Researchers find new way to estimate magma beneath Yellowstone supervolcano

one of three people pours liquid into a volcano pool
Washington State University researchers "spike" a Yellowstone hot spring with deuterium, a stable isotope, to calculate water and heat flowing out of the springs and estimate how fast magma is recharging beneath the Yellowstone supervolcano. The material had no environmental impact and was done with a permit from the National Park Service. WSU photo

By Eric Sorensen, WSU News

PULLMAN, Wash. – Researchers at Washington State University and the University of Idaho have found a new way to estimate how fast magma is recharging beneath the Yellowstone supervolcano.

While their findings offer no help in predicting if the volcano will erupt, they now can get a better understanding of a key factor behind how it works — a pool of basalt magma recharging the system. “It is the coal in the furnace that’s heating things up,” said Peter Larson, a professor in WSU’s School of the Environment. “It’s heating up the boiler. The boiler is what explodes. This tells us what is heating the boiler.”

Some 640,000 years have passed since the volcano’s last major eruption. But it can still be “super,” having produced one of the largest known blasts on Earth and spewing more than 2,000 times as much ash as Mount St. Helens did in 1980.

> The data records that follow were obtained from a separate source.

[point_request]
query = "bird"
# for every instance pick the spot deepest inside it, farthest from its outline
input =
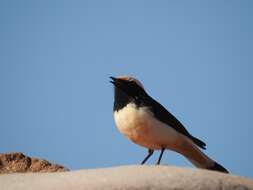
(145, 122)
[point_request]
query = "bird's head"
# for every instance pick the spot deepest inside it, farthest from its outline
(129, 86)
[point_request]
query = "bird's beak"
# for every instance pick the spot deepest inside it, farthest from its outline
(113, 81)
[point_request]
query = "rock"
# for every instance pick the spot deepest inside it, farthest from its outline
(18, 162)
(126, 178)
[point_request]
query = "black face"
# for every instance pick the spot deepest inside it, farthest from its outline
(126, 91)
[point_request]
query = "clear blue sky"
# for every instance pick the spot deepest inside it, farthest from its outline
(195, 57)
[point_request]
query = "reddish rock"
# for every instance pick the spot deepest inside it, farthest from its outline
(18, 162)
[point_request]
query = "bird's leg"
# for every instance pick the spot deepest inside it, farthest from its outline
(160, 157)
(150, 152)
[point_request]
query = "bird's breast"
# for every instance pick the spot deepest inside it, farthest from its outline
(140, 126)
(133, 122)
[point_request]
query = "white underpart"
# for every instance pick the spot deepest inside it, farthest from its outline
(140, 126)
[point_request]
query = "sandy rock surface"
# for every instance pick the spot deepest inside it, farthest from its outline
(18, 162)
(126, 178)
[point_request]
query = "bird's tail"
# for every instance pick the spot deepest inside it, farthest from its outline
(198, 158)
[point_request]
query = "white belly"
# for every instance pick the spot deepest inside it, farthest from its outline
(140, 126)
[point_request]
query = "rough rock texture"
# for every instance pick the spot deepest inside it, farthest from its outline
(18, 162)
(126, 178)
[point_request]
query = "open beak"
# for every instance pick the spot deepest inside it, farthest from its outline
(113, 81)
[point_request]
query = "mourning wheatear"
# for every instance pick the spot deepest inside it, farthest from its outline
(147, 123)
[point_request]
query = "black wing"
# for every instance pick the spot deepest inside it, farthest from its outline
(166, 117)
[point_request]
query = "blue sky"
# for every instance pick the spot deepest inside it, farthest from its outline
(195, 57)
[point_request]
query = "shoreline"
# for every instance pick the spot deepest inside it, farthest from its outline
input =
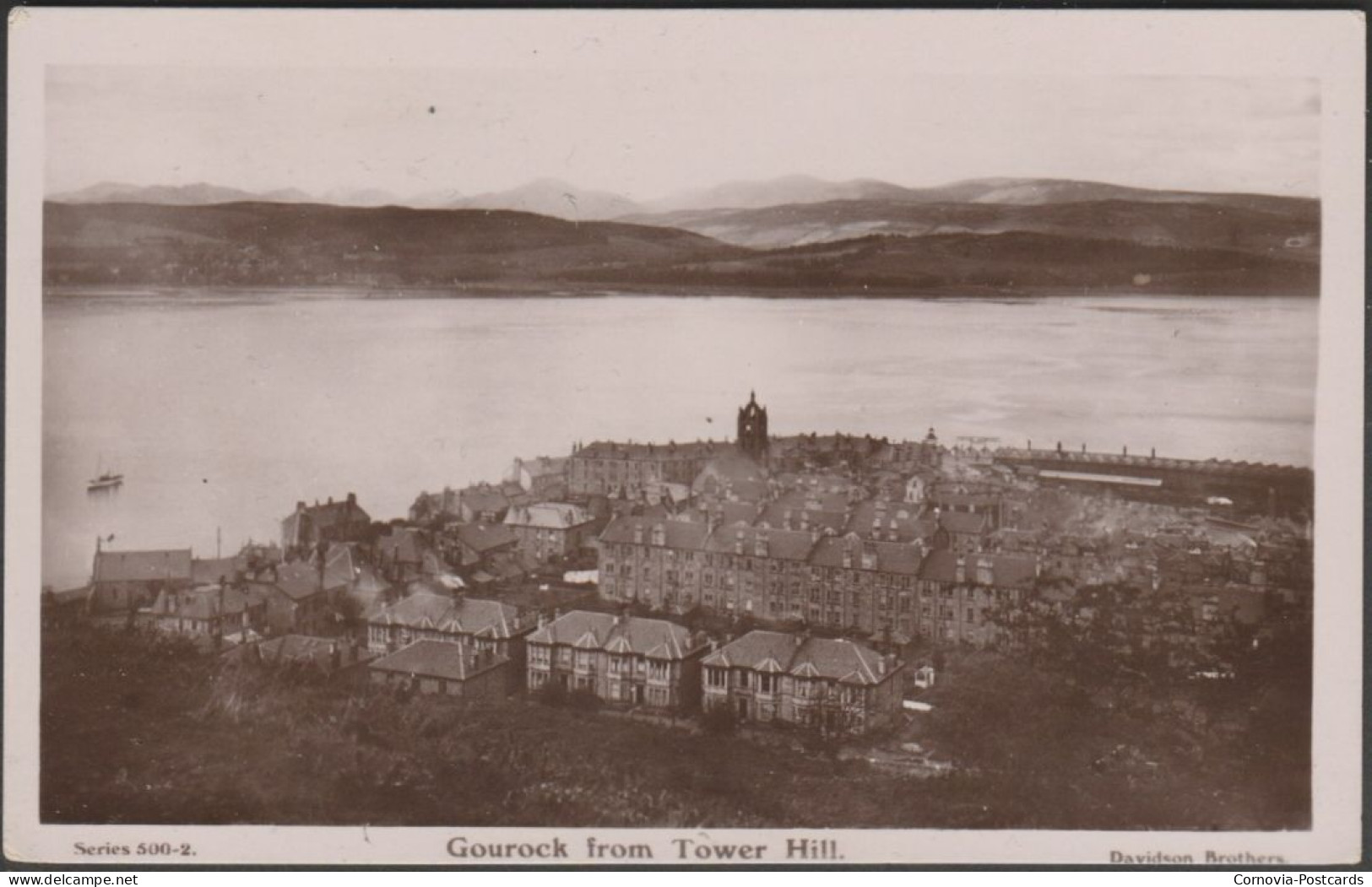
(593, 291)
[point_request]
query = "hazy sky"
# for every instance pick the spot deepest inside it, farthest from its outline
(647, 132)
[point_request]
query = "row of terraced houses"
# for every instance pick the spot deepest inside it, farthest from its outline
(478, 649)
(889, 590)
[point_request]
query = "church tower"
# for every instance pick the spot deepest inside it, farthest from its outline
(752, 428)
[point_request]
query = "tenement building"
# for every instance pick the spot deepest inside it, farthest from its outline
(830, 684)
(889, 590)
(607, 468)
(619, 658)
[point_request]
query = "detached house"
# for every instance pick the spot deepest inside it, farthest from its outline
(619, 658)
(434, 667)
(823, 683)
(122, 581)
(210, 612)
(550, 529)
(333, 522)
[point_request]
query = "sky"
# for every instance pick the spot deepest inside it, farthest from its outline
(643, 131)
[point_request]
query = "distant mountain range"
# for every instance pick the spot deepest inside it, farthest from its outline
(796, 235)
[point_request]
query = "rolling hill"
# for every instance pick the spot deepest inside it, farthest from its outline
(1271, 225)
(312, 244)
(1106, 246)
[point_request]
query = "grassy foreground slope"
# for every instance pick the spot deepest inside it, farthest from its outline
(136, 730)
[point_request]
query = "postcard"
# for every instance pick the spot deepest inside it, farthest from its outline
(684, 438)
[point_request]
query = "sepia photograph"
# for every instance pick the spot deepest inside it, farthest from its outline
(684, 438)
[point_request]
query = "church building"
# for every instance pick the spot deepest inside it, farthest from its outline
(752, 430)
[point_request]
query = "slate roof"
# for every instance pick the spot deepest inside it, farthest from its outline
(303, 649)
(143, 566)
(482, 538)
(1007, 571)
(783, 544)
(656, 639)
(542, 467)
(325, 516)
(805, 657)
(892, 557)
(682, 535)
(906, 528)
(204, 571)
(402, 544)
(548, 516)
(298, 579)
(965, 522)
(669, 452)
(437, 658)
(456, 616)
(203, 603)
(775, 516)
(485, 500)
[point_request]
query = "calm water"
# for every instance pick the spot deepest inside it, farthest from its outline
(223, 410)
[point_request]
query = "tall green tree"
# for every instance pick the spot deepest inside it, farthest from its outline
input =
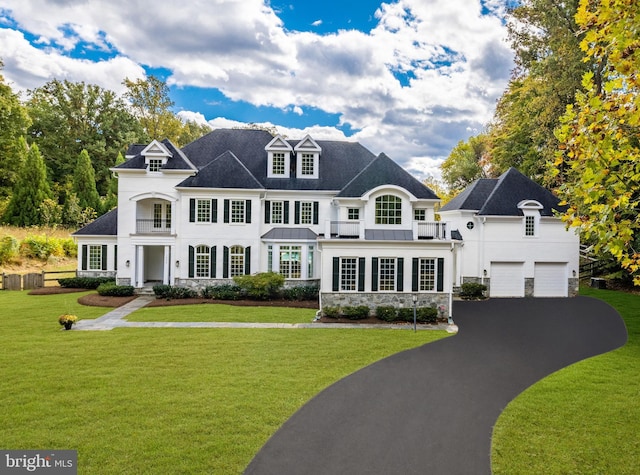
(14, 122)
(84, 183)
(70, 117)
(549, 67)
(30, 192)
(599, 161)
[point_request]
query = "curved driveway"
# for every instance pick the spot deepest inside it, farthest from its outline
(431, 410)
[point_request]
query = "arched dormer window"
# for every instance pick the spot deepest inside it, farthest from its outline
(388, 209)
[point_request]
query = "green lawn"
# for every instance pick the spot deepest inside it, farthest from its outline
(584, 419)
(222, 313)
(150, 401)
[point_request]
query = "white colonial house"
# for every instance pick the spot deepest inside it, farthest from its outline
(331, 213)
(513, 242)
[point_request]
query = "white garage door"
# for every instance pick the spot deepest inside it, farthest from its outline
(507, 279)
(550, 279)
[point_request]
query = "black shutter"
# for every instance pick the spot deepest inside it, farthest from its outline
(192, 210)
(361, 274)
(192, 261)
(374, 274)
(247, 260)
(212, 263)
(225, 262)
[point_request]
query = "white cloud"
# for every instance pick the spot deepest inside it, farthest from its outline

A major element in the volcano’s power is the explosive, silica-rich rhyolite that break’s through the Earth’s crust during an eruption. Larson and his colleagues focused on the plume of basalt magma heating the rhyolite from below.

“This gives us an idea of how much magma is recharging the volcano every year,” said Larson, whose findings appear in the latest issue of the journal Geosphere.

With funding from the National Science Foundation, the researchers “spiked” several hot springs in Yellowstone National Park with deuterium, a stable hydrogen isotope. The researchers used the length of time needed for deuterium concentrations to return to background levels and the temperature of the hot springs to calculate the amount of water and heat flowing out of the springs. Using deuterium for estimating heat flow is safe for the environment and has no visual impact to distract from the park visitors’ experience.

The team found that previous studies underestimated the amount of water coursing through the springs and the amount of heat leaving the springs. The data also allowed the team to estimate the amount of magma entering the supervolcano from the mantle.

The study also has implications for geothermal energy, helping inform how heat is transported to the earth’s surface from molten rock.

The lead author of the paper is WSU graduate student Nick McMillan, who worked under Larson’s supervision. Other researchers were WSU graduate student Joe Mulvaney-Norris, University of Idaho geologist Jerry Fairley, and Cary Lindsey, a UI graduate research assistant.